The KITTI Vision Benchmark Suite (left) and the MPI Sintel Benchmark (right) provide ground truth data and evaluation servers for benchmarking vision algorithms. So far, more than 400 methods have been evaluated on our benchmarks.
While ground truth datasets spur innovation, many current datasets for evaluating stereo, optical flow, scene flow and other tasks are restricted in terms of size, complexity, and diversity, making it difficult to train and test on realistic data. For example, we co-authored the Middlebury flow dataset [ ], which arguably set a standard for the field but was limited in terms of complexity.
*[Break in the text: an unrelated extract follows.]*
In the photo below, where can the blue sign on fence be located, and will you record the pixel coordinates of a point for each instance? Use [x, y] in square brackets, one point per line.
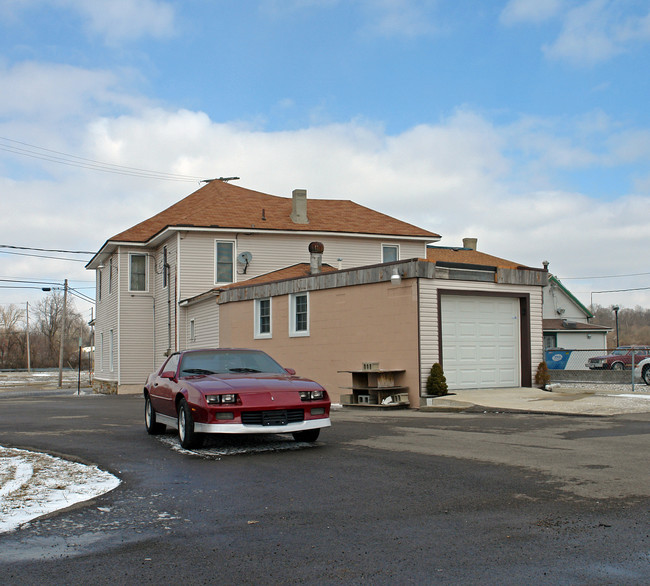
[557, 359]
In [ ], we took advantage of an autonomous driving platform to develop challenging real-world benchmarks for stereo, optical flow, scene flow, visual odometry/SLAM, 3D object detection, 3D tracking and road/lane detection. Accurate ground truth is provided by a Velodyne laser scanner and a GPS localization system. Our datasets are captured by driving around a mid-size city of Karlsruhe, in rural areas and on highways with up to 15 cars and 30 pedestrians visible per image. For each of our benchmarks, we also provide a set of evaluation metrics and a server for evaluating results on the test set. Our experiments showed that moving outside the laboratory to the real world was critical. We continue to develop new ground truth to push the field further.
In [ ], we proposed a novel optical flow, stereo and scene flow data set derived from the open source 3D animated short film Sintel. We extracted 35 sequences displaying different environments, characters/objects, and actions and showed that the image and motion statistics of Sintel are similar to natural movies. Using the 3D source data, we created an optical flow data set exhibits important features not present in previous datasets: long sequences, large motions, non-rigidly moving objects, specular reflections, motion blur, defocus blur, and atmospheric effects. We released the ground truth optical flow for 23 training sequences and withheld the remaining 12 sequences for evaluation purposes. When released in 2012, the best methods had an average endpoint error of around 10 pixels. The dataset has focused the community on core problems and only 3.5 years later, there are over 70 methods evaluated on the benchmark with the best methods are approaching 5 pixels in error.